Debra (Molly Brown) applies for a sports scholarship, but her friendship with Sofia (Raquel Justice) becomes strained when Sofia begins to believes Dexter is cheating on her and Debra does not support her. When Debra's rival, Tiffany, confronts Debra for damaging her car, Debra hits her, getting her kicked off of the team and ruining her chance at a scholarship. Harry is upset with her, but Debra is indifferent about the situation, and decides to leave the house to see Gio (Isaac Gonzalez Rossi). Dexter arrives at the lab, to find Spencer (Patrick Dempsey), who is losing confidence in finding his son. Dexter tells Spencer that he found a hesitation cut in Nicky's finger but not in Jimmy's, suggesting that the captor might know Nicky. Dexter takes note of an injury to Spencer's arm, quickly deducing that Spencer might be the captor. At a store, Spencer is seen buying the same meal that the captor gave to Nicky and Jimmy.

==Production==
===Development===
The episode was written by supervising producers Katrina Mathewson and Tanner Bean, and directed by Monica Raymund. This was Mathewson's second writing credit, Bean's second writing credit, and Raymund's third directing credit.

==Reception==
"The Big Bad Body Problem" received mixed reviews from critics.
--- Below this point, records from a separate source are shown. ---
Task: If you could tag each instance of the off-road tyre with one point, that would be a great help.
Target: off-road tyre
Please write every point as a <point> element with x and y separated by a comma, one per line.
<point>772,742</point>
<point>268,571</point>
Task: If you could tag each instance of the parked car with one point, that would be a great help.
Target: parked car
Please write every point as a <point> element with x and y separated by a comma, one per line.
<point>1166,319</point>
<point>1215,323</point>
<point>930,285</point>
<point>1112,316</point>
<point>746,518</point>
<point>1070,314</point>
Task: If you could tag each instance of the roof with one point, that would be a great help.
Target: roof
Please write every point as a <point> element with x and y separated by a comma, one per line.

Louis Peitzman of Vulture gave the episode a 2 star rating out of 5 and wrote, "I love it when things wrap up nicely, don't you? That's not what's happening on Dexter: Original Sin, but it's still pleasant to think about. To be fair, we are getting forward momentum here — and seven episodes into the season, I should certainly hope so. The resolutions themselves, however, are mostly clunky, reflecting the overall clumsiness of the season. There are times when this half-assed storytelling works, especially when we're all ready to move on to the next plotline, but in “The Big Bad Body Problem,” I found myself troubled by a nagging feeling that these writers think we're dumb."

Callum Murray of Game Rant wrote, "The big reveal is shocking but fairly predictable, but it could pave the way for Tom Matthews' introduction into the series, and that is exciting for fans."

Greg MacArthur of Screen Rant wrote, "Now that it's certain Aaron is the main kidnapper and murderer, his motive remains the biggest mystery about his character, along with what Dexter plans to do about him. News of a police captain turned murderer would leave a stain on Miami Metro for life. It will be interesting to see from this point forward whether Dexter will intervene and frame Aaron's potential death as a murder or even an accident to preserve the integrity of Miami Metro." Mads Misasi of Telltale TV gave the episode a perfect 5 star rating out of 5 and wrote, "One of the things that made Dexter so great all those years ago was its ability to make viewers feel comfortable in their knowledge and understanding before twisting things around with an amazing reveal. Having the prequel series do that as well shows the writers and creators know the source material and the universe it resides in. This is why this show goes above and beyond what we've come to expect from prequel and sequel TV series."